W poszukiwaniu nowego tuszu wybrałam się ostatnio do drogerii i od razu ta maskara wpadła mi w oko. Opakowanie bardzo mi się podoba: z połyskującego ciemnego czerwonego przechodzi w czarny kolor. Tusz jest nowością. Producent pisze: „Eksplozja objętości i intensywny kolor - tak wyrazisty jak wulkan. Głęboka czerń na rzęsach dzięki wyjątkowym cząsteczkom z lawy wulkanicznej”.
Szczerze to nie bardzo wierze w te cząsteczki, ale niech będzie. Faktycznie kolor jest bardzo wyrazisty, jednak spodziewałam się innego efektu oprócz tego - tusz bardziej wydłuża niż pogrubia, a mi chodziło właśnie o pogrubianie. Po nałożeniu jednej warstwy rzęsy są ładnie rozczesane, czarne, lekko pogrubione i wydłużone.
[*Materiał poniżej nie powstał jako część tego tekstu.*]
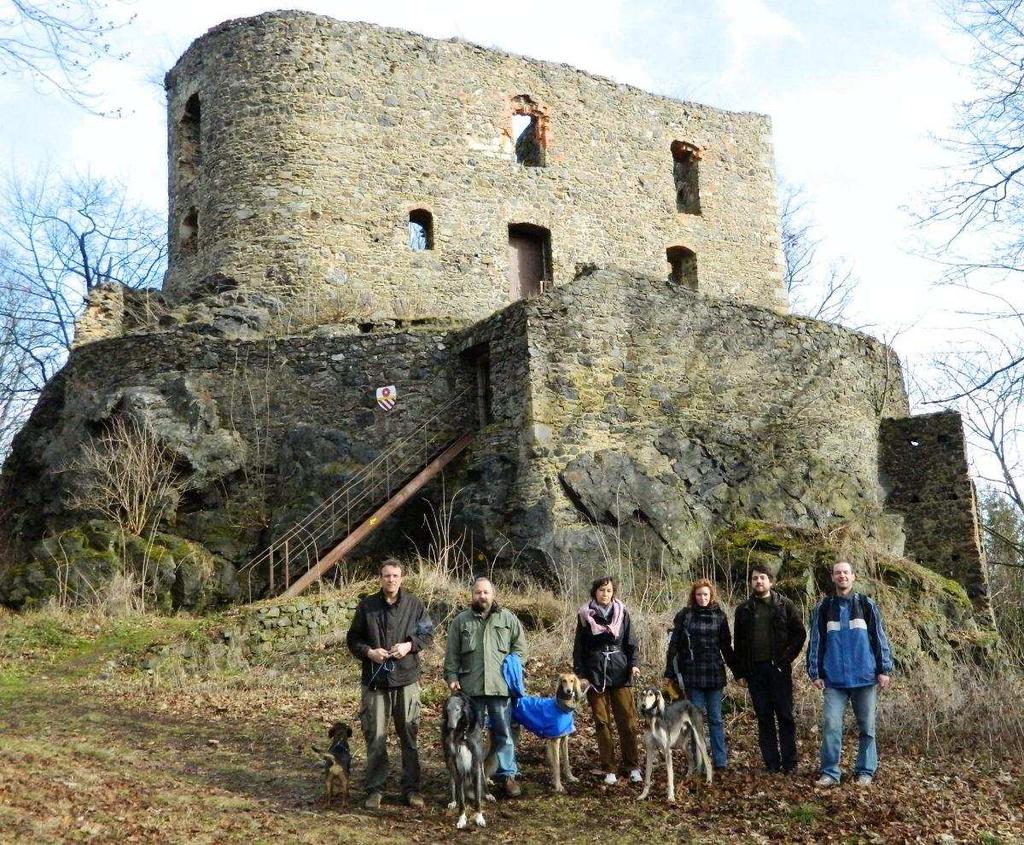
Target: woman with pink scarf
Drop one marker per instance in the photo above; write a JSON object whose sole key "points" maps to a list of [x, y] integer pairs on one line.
{"points": [[604, 653]]}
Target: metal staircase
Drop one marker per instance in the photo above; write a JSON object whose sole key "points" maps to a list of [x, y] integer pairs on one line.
{"points": [[330, 532]]}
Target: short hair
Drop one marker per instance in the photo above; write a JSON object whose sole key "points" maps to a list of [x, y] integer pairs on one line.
{"points": [[702, 582], [598, 583]]}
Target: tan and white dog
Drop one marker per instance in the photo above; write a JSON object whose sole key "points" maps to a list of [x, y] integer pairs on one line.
{"points": [[667, 726]]}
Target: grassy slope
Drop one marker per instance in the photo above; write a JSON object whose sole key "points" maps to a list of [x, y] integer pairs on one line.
{"points": [[94, 751]]}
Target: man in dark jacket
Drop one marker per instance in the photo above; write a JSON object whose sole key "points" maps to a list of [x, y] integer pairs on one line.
{"points": [[768, 637], [388, 632]]}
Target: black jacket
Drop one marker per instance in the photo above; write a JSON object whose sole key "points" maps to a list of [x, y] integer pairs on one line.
{"points": [[700, 640], [787, 633], [379, 625], [605, 661]]}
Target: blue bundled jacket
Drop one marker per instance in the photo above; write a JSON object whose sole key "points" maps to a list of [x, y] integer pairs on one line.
{"points": [[848, 646], [539, 715]]}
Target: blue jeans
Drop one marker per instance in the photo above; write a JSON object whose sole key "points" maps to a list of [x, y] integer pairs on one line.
{"points": [[710, 701], [863, 700], [496, 712]]}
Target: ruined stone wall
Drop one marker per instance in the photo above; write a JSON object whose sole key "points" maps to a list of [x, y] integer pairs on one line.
{"points": [[262, 429], [299, 144], [662, 415], [924, 461]]}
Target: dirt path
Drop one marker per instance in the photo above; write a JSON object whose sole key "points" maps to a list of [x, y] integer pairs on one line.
{"points": [[95, 752]]}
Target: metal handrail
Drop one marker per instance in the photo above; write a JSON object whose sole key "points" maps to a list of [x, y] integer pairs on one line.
{"points": [[371, 484]]}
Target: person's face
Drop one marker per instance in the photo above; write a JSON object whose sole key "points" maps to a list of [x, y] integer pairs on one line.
{"points": [[760, 584], [390, 580], [483, 595], [603, 594], [843, 578]]}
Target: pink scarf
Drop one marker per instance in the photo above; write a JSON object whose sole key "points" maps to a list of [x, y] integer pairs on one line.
{"points": [[588, 616]]}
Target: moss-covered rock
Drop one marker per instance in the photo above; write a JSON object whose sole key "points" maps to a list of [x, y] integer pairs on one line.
{"points": [[77, 563], [927, 617]]}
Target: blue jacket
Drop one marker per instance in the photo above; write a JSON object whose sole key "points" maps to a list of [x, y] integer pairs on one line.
{"points": [[848, 645], [539, 715]]}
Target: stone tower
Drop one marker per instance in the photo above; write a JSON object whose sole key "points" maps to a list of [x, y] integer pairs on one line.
{"points": [[404, 177]]}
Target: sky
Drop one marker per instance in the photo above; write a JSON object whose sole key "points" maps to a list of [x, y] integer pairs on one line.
{"points": [[857, 93]]}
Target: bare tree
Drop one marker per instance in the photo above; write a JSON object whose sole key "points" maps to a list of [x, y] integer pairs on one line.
{"points": [[64, 237], [819, 292], [54, 44]]}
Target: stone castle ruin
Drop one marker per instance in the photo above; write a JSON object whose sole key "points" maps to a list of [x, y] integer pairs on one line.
{"points": [[572, 283]]}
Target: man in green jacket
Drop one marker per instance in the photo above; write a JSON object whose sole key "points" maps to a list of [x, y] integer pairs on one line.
{"points": [[479, 639]]}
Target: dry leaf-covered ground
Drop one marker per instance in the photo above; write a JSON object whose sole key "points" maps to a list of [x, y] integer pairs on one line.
{"points": [[93, 750]]}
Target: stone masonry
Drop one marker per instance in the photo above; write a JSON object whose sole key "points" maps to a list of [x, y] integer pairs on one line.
{"points": [[649, 394], [299, 144]]}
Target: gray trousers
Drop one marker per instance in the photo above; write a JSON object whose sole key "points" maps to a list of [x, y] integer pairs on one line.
{"points": [[379, 707]]}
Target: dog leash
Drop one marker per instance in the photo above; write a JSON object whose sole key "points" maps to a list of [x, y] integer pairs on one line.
{"points": [[382, 668]]}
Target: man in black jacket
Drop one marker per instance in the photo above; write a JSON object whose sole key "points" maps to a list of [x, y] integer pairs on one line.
{"points": [[768, 637], [388, 632]]}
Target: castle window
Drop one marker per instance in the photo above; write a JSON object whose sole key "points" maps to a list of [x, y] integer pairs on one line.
{"points": [[529, 259], [421, 229], [682, 266], [529, 131], [189, 143], [685, 172], [188, 230]]}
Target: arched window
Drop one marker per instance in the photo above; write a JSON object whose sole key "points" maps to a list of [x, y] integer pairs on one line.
{"points": [[529, 131], [529, 259], [189, 138], [188, 230], [421, 229], [682, 266], [685, 173]]}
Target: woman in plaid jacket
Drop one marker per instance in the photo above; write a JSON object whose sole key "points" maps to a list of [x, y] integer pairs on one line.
{"points": [[698, 651]]}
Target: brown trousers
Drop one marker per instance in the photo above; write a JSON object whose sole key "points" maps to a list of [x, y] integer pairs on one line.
{"points": [[615, 703]]}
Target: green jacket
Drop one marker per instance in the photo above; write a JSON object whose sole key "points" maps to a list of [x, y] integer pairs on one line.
{"points": [[477, 646]]}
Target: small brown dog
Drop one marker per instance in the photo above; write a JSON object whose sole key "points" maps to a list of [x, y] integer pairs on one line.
{"points": [[337, 763]]}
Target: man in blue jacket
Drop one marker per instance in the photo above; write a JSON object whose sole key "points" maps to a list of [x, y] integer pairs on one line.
{"points": [[848, 658]]}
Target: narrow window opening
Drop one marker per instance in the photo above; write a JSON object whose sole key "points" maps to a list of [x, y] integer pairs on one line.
{"points": [[188, 230], [529, 259], [421, 229], [685, 173], [189, 138], [682, 266], [479, 358], [528, 131]]}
Po następnych można wedle gustu otrzymać efekt "teatralny". Zapach nie jest intensywny, nie drażni. Konsystencja odpowiednia - nie za gęsta, ale też nie ma obawy, że się wyleje, zawiera mikrowłókienka wydłużające. Szczoteczka zwęża się ku końcowi. Tusz łatwo się go zmywa.
Ogólnie jest to kosmetyk dobry, nie zaszkodzi wypróbować.